When am I going to stop referring to her as “the baby”? It’s always, “the baby” this, and, “the baby,” that, I never use her name. When she’s a year old, do I continue the trend and call her, “the toddler”? It’s not like I am making a conscious decision to call her, “the baby,” it’s just the first thing that comes to mind.
I think I’ll stop calling her “the baby” when we have a second baby, or when she starts her period. whichever comes first.
I am finally within 5 pounds of my goal weight, and just my luck, summer is coming to a close. It’s not like I would actually dance around in a bikini when I reach my goal, but I’d like to have the option. It’s been a slow journey to get the pounds off. I lost 20 pounds within one week of coming home from the hospital, just by breathing. But then, out of no where, I gained back 8 pounds. How uninspiring. Since then I’ve been whittling down the chub doing random stuff. My favorite is pushing the stroller up the hills in my neighborhood. When I don’t want do leave the house, I’ll pop in a Billy Blanks DVD–but that’s really hard, and my ass becomes so sore afterward, that I’m scared to go up my stairs while I hold my baby. I fear that all that squatting will make my legs give out and some how I’ll slip and fall forcing me to throw Berlyn into the air, get tangled in the lighting fixture, and then bounce off the wall and land on our very crusty carpet. I can’t deal with that kind of anxiety when I’m trying to loose weight.
Every night my husband I walk the dog with the baby in the stroller, a few times I tried to do lunges and high kicks while out, but my husband was embarrassed to be seen with me. But I don’t blame him, I looked like a total ass.
I know she’s way beyond newborn, but don’t touch her. The next time someone touches my baby I’m going to touch them, it’s only fair. Yes, she’s super cute, she gets that from me, but there is really no need to touch her. I have never touched another person’s baby. Perhaps that stems from the fact that I never liked babies until I got my own. But still, it’s just plain rude to touch other people’s stuff. And don’t even think about asking me if you can touch her.
I was in the grocery store with my baby in the Bjorn. I was squeezing some avocados and Berlyn was kicking her legs while chewing on the fabric of the Bjorn. This sweet, bright eyed little girl walked over to us and was enamored with Berlyn. The little girl kept inching closer while I perused the heirloom tomatoes. She said hi and Berlyn replied with a hardy fart/grunt combo. As the little girl reached for one of my child’s girthy legs, I swiftly grabbed for a produce bag, and she missed. Then she looked up at me, and politely asked, “can touch her?”
I’m all, “no,” and turned around and walked away.
I’m no Emily Post; I never realize that my elbows are on the table until around the time dessert is served, I burp, and pick at my teeth.

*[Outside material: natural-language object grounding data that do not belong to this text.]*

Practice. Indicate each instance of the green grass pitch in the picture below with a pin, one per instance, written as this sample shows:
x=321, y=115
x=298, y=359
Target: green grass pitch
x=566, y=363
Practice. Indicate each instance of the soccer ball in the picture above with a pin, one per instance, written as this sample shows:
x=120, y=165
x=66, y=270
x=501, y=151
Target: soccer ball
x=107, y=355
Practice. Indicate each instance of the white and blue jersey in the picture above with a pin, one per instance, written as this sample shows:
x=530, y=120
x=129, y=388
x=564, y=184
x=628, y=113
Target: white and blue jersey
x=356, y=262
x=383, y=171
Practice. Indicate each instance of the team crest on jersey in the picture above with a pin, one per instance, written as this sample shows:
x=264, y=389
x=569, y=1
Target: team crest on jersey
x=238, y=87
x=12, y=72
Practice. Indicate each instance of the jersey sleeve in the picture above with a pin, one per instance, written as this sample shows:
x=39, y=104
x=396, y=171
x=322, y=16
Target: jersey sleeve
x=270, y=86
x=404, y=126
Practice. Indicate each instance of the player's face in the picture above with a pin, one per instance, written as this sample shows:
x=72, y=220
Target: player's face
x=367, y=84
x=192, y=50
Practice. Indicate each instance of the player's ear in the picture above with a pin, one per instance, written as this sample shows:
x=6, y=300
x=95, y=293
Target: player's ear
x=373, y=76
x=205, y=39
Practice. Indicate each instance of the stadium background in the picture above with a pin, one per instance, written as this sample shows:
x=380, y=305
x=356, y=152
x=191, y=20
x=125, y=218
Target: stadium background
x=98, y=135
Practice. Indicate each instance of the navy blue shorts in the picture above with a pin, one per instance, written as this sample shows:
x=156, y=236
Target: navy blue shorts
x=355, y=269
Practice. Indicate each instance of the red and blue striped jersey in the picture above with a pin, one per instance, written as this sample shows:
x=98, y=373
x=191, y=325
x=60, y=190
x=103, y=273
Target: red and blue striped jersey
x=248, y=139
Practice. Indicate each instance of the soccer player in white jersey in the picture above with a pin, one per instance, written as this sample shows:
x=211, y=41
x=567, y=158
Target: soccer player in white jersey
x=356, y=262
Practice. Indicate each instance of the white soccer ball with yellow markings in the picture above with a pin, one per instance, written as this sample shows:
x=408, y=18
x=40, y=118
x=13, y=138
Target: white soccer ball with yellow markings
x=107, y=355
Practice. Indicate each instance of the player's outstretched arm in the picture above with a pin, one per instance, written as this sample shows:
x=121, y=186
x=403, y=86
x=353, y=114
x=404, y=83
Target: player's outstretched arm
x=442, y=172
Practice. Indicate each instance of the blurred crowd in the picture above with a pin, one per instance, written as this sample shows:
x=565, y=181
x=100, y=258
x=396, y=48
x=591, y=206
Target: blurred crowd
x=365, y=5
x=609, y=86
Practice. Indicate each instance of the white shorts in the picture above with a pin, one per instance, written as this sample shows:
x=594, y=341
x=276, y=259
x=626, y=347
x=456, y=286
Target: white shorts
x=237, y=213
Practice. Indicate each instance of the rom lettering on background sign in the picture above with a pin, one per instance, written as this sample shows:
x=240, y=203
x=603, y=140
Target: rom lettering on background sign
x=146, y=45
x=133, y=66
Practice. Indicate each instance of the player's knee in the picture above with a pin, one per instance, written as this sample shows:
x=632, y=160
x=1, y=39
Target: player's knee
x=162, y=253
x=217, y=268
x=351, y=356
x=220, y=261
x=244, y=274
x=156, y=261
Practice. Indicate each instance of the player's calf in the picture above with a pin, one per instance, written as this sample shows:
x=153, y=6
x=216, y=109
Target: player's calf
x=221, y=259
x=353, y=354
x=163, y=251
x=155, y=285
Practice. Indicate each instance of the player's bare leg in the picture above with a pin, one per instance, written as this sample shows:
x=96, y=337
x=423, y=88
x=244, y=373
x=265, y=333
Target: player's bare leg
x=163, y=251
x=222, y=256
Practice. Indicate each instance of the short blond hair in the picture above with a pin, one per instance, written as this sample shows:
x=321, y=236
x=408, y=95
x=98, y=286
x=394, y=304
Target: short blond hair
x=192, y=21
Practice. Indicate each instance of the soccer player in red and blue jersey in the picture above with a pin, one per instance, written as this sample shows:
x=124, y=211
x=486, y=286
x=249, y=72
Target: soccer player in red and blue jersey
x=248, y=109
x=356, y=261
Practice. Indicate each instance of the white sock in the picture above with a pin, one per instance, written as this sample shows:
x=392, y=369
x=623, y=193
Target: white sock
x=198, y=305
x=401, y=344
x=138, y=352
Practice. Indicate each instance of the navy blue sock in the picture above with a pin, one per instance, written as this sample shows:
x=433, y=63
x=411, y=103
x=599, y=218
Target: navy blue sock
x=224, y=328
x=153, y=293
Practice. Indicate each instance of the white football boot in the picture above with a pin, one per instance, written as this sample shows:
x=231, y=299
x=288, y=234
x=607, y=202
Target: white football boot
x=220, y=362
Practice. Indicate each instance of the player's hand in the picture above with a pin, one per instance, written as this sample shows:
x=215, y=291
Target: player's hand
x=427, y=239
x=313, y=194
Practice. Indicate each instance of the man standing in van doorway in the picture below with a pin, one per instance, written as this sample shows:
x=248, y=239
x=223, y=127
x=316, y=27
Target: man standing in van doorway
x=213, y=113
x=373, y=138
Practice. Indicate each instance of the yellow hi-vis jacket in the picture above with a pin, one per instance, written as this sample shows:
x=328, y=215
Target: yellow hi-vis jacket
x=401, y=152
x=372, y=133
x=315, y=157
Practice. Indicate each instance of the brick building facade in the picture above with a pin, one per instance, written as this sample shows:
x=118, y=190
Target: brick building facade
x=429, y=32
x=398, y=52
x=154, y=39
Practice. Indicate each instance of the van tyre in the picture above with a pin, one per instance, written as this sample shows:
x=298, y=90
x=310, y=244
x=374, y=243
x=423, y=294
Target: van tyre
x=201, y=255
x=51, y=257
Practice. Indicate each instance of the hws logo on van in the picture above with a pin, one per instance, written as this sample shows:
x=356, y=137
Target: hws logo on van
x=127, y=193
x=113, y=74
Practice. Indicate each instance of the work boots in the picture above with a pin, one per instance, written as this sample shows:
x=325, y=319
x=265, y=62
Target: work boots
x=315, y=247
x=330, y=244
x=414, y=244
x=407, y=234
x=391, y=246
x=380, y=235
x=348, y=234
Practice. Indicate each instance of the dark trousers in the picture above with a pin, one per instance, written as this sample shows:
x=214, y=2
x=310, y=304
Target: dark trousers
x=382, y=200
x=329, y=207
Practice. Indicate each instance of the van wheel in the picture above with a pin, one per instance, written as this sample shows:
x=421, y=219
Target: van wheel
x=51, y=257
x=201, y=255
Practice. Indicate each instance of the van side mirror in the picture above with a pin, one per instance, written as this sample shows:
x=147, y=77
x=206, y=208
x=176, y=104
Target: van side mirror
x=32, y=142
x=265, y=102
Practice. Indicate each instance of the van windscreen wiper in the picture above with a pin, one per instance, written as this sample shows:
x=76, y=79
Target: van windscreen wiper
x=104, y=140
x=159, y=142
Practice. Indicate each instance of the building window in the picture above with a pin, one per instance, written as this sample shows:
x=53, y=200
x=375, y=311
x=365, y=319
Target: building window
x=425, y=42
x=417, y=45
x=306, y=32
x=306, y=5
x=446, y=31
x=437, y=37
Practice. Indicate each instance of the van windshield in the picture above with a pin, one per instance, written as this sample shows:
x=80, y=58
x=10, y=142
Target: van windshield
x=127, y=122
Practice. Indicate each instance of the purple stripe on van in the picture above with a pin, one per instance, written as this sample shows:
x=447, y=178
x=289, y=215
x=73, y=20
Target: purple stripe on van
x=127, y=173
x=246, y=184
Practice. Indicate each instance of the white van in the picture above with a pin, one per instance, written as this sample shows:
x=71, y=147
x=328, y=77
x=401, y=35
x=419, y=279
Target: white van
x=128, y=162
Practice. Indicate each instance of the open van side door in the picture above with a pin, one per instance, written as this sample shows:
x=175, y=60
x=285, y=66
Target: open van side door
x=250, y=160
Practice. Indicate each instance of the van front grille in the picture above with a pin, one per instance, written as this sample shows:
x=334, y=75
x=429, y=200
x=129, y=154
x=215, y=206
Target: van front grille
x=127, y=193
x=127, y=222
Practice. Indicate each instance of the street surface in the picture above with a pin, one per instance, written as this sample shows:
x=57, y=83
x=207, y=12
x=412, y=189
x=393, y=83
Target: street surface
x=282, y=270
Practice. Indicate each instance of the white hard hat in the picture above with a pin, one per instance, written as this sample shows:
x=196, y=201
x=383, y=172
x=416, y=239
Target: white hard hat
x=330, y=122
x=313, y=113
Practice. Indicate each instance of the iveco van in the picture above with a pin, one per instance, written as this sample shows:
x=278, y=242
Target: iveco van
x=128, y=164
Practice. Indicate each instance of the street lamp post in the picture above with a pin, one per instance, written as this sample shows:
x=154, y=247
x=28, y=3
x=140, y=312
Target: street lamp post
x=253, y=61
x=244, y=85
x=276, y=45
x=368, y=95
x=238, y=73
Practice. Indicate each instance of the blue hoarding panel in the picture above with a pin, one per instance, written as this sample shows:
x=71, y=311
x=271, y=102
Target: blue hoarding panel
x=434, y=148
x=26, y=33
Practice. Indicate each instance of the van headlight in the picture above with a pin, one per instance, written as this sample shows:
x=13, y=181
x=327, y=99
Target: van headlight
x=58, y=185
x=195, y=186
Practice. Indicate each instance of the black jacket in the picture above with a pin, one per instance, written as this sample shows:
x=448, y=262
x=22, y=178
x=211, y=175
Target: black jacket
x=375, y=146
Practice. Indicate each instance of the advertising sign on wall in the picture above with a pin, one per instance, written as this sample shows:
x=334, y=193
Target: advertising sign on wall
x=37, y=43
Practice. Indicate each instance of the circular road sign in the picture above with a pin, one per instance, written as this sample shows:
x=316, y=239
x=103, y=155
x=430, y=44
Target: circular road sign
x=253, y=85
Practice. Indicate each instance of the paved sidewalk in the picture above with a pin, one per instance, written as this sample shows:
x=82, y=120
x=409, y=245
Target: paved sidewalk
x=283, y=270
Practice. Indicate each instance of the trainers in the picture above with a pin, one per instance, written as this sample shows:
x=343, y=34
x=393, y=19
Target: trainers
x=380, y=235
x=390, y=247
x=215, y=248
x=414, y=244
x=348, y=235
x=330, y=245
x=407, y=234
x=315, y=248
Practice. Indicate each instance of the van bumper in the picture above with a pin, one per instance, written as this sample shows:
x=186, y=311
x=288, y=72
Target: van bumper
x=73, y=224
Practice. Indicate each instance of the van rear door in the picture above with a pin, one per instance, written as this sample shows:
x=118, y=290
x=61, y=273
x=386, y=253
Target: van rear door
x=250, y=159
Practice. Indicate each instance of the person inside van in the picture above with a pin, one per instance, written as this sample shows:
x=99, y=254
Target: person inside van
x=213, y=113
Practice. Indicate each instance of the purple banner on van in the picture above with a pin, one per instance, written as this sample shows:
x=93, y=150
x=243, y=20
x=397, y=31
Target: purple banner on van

But there should be some type of manual on mom etiquette. I was out with a few other babies, all older than my little pumpkin, and all little boys. We were playing nice, until one little sucker banged a plastic rake on my baby’s head. His mother was off rummaging for some cherrios, and didn’t see her child’s act of terror on my baby’s head. I was a bit stunned, and didn’t know what to do. I’m not very good with kids, so I just gave the 14 month old a dirty look. That didn’t do much, because he just did it again. Finally the mom noticed and took action. Here’s the dilemma: should I have tried to get mom’s attention, so she could have seen first hand that her child was a booger? Do I tell on the kid? Or do I discipline him? What do I know about disciplining someone else’s kid? Do people get offended by that? Especially since I was the newcomer in the group, I don’t want those mom’s to think I’m a tattletale. Obviously, I shielded by baby’s head when the wrath of the rake came down on her, but other that that, what where my options?